Tompkins Neil wrote:
> We are looking to upgrade our version of mySQL to the latest version of
> mySQL 5. One of the main features we are going to think about using is
> replication for our website data. Basically we have 2 websites located in
> the UK and US which share similar information, and we are going to be using
> replication as a way of keeping the data up to date and in sync.
> Based on your experiences, is there anything we should be aware of before
> investigating this route and putting it into practice ?
I've had to take servers out for bad raid-controllers, bad ram, bad
mobos. Disks have been the least of my problems. So make sure your
architecture tolerates the ability to take members of your pool out
without load-spiking the remaining members. And if you're doing
filesystem snapshots from a master to a replicant, you will have to
either have policy or extra servers available to maintain your uptime
when you interrupt the master to flush all the tables, sync the
filesystem and do an LVM snapshot. Innodb would require a shutdown.
Don't forget that LVM snapshots are copy-on-write, so when that master
comes back up and starts processing modifying tables, you'll get amazing
system load on a busy system as your file system starts madly copying
extents into the snapshot volume.
Define a procedure for junior staff how to properly down and up a pool
member. Like, if you get a disk-full on one member, and it borks
replication, what's the step-by-step for a) determining if replication
can re-establish after you do a FLUSH LOGS, b) under what conditions do
you have to re-copy all data from one master to another because your
replication window has expired and your logs have gotten flushed. Your
replication binlogs get really big if you're pushing large materialized
views regularly via replication, or your servers have fast disks, not
enough size to handle a more than a weekend or whole day (for example)
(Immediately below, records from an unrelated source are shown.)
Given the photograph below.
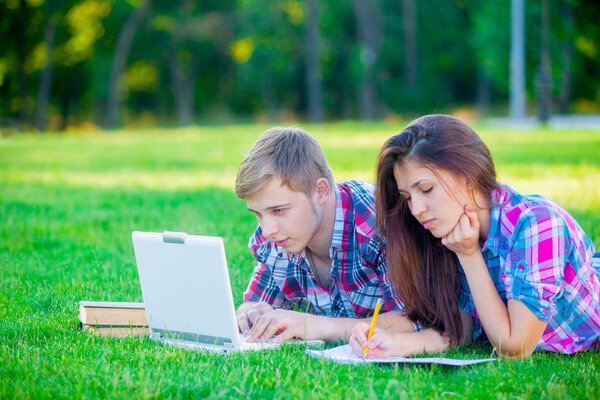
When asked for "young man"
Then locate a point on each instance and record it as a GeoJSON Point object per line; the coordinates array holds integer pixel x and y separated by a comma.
{"type": "Point", "coordinates": [316, 246]}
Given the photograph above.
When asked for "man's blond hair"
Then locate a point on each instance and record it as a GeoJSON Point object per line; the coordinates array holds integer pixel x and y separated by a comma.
{"type": "Point", "coordinates": [290, 154]}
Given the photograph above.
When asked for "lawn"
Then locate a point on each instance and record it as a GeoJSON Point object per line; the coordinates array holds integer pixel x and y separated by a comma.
{"type": "Point", "coordinates": [68, 204]}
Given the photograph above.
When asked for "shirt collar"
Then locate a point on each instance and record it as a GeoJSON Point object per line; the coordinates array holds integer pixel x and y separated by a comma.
{"type": "Point", "coordinates": [498, 198]}
{"type": "Point", "coordinates": [342, 224]}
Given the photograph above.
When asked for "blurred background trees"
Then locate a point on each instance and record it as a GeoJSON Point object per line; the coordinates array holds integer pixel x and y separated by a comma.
{"type": "Point", "coordinates": [125, 62]}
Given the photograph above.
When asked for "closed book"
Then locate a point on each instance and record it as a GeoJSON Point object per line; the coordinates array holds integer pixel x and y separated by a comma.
{"type": "Point", "coordinates": [118, 331]}
{"type": "Point", "coordinates": [112, 313]}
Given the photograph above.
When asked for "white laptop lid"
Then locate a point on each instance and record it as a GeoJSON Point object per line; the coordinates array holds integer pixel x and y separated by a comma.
{"type": "Point", "coordinates": [186, 289]}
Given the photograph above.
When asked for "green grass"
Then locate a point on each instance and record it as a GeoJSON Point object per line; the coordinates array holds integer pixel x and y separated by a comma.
{"type": "Point", "coordinates": [68, 204]}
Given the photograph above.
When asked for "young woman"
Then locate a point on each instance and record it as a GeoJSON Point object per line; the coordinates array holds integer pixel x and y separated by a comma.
{"type": "Point", "coordinates": [526, 278]}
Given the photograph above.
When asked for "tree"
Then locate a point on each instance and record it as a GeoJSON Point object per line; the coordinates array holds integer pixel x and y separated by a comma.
{"type": "Point", "coordinates": [517, 59]}
{"type": "Point", "coordinates": [409, 19]}
{"type": "Point", "coordinates": [122, 49]}
{"type": "Point", "coordinates": [544, 82]}
{"type": "Point", "coordinates": [368, 23]}
{"type": "Point", "coordinates": [312, 62]}
{"type": "Point", "coordinates": [43, 96]}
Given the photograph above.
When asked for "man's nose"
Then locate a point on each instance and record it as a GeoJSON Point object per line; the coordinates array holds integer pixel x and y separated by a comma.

Define a procedure for checking your my.cnf files for correct
auto-increment-* settings and server-id settings. Junior staff, and even
senior staff rarely add more members to the pool, so these settings are
often mistaken during a midnight maintenance hour. Procedure for adding
members and changing master replication settings is very important.
Often your DBA is not racking and changing the equipment.
Make sure that you have a good understanding of what kind of capacity
you're growing at. I started a project with two four-core boxes with
plenty of 15krpm disk and when they got into production, they regularly
spiked to load 20 and 30. Not pretty. Not only had my old architecture
refused traffic to lighten the load, my new architecture didn't. My data
set was growing so fast my sort-buffer settings for the old servers were
too small for new servers. I ended up with four DL380s with 8 cores per
box. I really had to scramble to get more servers in there. The addition
of two more read-only members really helped, and backups handled by
replication to an off-site replicant.
Another load capacity warning: if your traffic is very spiky, and you
get high-load conditions, I've seen reset/dropped connections and also
plain old connection timeouts. So if you have RAM for 1024 connections,
you prolly can't service 1024 connections when you've got table
contention and connections from your web-nodes just start failing. If
they fail for too long, then you have to do some FLUSH HOSTS to reset
connection attempt counters.
I don't know what your application does, but I certainly monitor
replication lag. Load spikes can certainly increase lag. I've had to
move from single instances of mysql to mysqld_multi and separate
databases by replication rate. Your monitoring should also track sql
threads. You might need to define procedure on how to deal with
pooling-out members that fall too far behind in replication.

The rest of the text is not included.